I’ve been using the Casio Data Bank watches since they first came out when I was a teenager, but I have to admit that since I got my first Palm PDA, the only thing I really use it for is to see the time, and occasionally for the countdown timer. Data-watches, never overly popular in the first place, have pretty much gone the way of the dodo… comparing their tiny, hard-to-use calculator keypads, extremely limited display capabilities, and tiny amounts of storage to what you get on even the cheapest modern PDAs and cell phones is like comparing a five-inch black-and-white tube TV to a 42-inch LCD flat-panel — they can both do certain things, but one is ridiculously limited and painful to use. I don’t even use the alarm capability of my watch anymore.
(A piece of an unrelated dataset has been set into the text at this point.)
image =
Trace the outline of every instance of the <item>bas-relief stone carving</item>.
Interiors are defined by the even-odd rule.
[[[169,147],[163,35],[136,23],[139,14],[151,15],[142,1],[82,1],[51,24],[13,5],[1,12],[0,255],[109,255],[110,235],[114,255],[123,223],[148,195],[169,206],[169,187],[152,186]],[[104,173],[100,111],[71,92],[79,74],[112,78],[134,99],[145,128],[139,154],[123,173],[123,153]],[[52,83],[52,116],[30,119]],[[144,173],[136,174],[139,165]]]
I tried replacing it with a watch that had a built-in voice recorder for a while, and it was useful because the voice recorders on my iPod Touch and cell phone require several touches to get to, and the watch didn’t — I could safely use the watch’s recorder while driving. But that one eventually died, and I haven’t been able to find another like it. I don’t need a voice recorder often enough to worry about it anyway.

I’ve even considered going completely watch-free. I have two other devices, always on me, that tell the time. But the wristwatch format makes it more easily available, especially when the weather requires a heavy winter coat, for example.

On the other hand (or wrist, as the case may be), a watch that I could use to pay for things would still be very useful. Such devices have appeared in several science fiction stories, though I can’t think which ones at the moment. I’ll keep an eye out for something like that, though I doubt it’ll appear any time real soon.